[Analysis of the quality of hemoderivatives obtained using a buffy-coat extraction system with a top-and-bottom technique (Optipress II)].

Purpose: The aim of the present study is to know the results of the quality analysis of blood components processed with a Top & Bottom system (Optipress II) as a routine method in our blood bank, and compare it with the CE recommendations for quality of blood components.

Material and methods: Blood was collected in triple CPD-SAGM bags (Optipac, Baxter) and whole blood (WB) were centrifuged at 4,158 g, 14 min. Blood separation was performed by an automated Top & Bottom system (Optipress II), in which parameters were individually configured in preliminary trials. The buffy-coat (BC) layer was maintained within the configured levels during the separation process and remained into the original bag, whereas red cells (RBC) were collected into the bottom satellite bag (with 100 mL of SAGM) and fresh plasma (FP) was sent to the top satellite bag. Platelet concentrate (PC) was prepared by two different ways: 4 isogroup buffy-coats units were pooled by means of a sterile connector device (TSCD-201, Terumo) before a low centrifugation (1,040 g, 9 min) and the supernatant (4BC-PC) was transferred into a PL732 bag (Fenwal, Baxter); the other PC was prepared from one unit of BC by additioning approximately 70 mL of FP before centrifugation (321 g, 6 min) and following transference of the platelet concentrate (1BC-CP) into a 300 mL (Teruflex, Terumo) transfer bag. Both, 4BC-PC and 1BC-PC, were stored in a flat agitator at 22 degrees C to up five days after collection. We determined cell counts, haemoglobin, and hematocrit in a Sysmex K-800 cell counter in WB and blood components. Nageotte chamber was used when low white blood cells (WBC) counts were obtained. We also determined pH values on day five at 22 degrees C in a Crison 2000. Weights were measured and volumes were calculated using specificity gravity. Statistical analysis were carried out by Kolmogorov-Smirnov test as a normality distribution test, t-test for parametrical values and Wilcoxon-test as a no parametrical test (p < 0.05 was considered as Wilcoxon a significant value between different samples).
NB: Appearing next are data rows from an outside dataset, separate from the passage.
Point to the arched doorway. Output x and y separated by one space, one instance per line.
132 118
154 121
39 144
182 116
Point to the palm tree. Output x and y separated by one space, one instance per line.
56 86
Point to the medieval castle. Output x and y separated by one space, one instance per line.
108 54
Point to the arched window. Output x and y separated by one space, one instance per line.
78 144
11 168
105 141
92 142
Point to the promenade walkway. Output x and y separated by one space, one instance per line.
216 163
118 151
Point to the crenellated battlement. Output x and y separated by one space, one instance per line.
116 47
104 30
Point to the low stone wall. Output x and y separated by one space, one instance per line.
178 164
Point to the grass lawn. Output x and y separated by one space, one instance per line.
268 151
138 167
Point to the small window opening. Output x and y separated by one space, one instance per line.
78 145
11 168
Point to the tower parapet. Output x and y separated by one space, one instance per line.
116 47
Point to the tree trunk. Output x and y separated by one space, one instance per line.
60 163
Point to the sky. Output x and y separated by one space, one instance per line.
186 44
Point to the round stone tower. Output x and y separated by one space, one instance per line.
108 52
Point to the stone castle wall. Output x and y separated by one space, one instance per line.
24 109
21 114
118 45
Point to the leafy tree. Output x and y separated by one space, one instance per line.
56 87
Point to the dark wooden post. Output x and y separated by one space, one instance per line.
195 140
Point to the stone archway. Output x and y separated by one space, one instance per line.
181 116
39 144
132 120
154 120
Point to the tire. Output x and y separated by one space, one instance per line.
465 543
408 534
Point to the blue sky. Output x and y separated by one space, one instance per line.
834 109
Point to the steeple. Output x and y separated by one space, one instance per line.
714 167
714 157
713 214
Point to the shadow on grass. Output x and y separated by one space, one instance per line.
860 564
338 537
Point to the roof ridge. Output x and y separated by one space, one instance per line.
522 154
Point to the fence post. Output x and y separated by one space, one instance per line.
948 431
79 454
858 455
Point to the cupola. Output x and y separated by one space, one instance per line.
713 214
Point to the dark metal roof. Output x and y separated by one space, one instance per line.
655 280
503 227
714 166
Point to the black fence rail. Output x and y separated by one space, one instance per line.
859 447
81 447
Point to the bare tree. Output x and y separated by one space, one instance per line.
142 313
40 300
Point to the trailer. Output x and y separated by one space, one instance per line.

Results: The best parameters to configure the system were: strength: 25; BC volume: 33-35; level of BC: 5.5. RBCs (n: 1434) volume was 279 +/- 20 mL with 54.92 +/- 7.16 g of haemoglobin. More than 96% units had less than 1.2 x 10(9) WBC. FP volume (n: 803) averaged 279 +/- 19 mL with a WBC contamination less than 0.1 x 10(9)/L in all examined samples (n: 23). Platelet recovery in BC 92 +/- 9 percent of platelets present in WB, the percentage of removed leukocytes was 74 +/- 10 and between 13 and 15% of RBCs were lost in the BC (CI 95%). The BC volume (n: 1037) fitted the target volume of 60 mL (59-61 mL, CI 95%) except in some devices, where Optipress II lost the configuration for this parameter. 4BC-CPs (n: 325) showed a platelet yield per unit greater than 1BC-CPs (226). In addition, 80.3% of 4BC-CPs yielded more than 0.6 x 10(11) platelets per unit, whereas this criteria was only met in 59.7% of 1BC-CPs (p < 0.001). The ratio volume oper 10(9) platelets in 1 BC-CPs was significantly higher (1.57 mL) than 4BC-CPs (1.31 mL), and a greater level of 1BC-CPs (58.8%) showed pH values within 6.5-7.4 after 5 days of storage in comparison with 4BC-CPs (44.25%) (p < 0.001).

Conclusions: Optipress II provides standardized and poor leukocytes blood components. CE requirements were met in a great percentage of red-cell concentrates with less than 92 and 74 percent of original platelets and leukocytes, respectively and a low loss of haemoglobin per unit. Plasma volume obtained with this system represents an optimal yield. Top and Bottom technique allowed us to reduce the number of blood units per platelet concentrate, from six to four units with similar platelet yield compared to traditional procedures. Nevertheless, we must improve the storage conditions, in orter to satisfy all the CE requirements for platelet concentrates.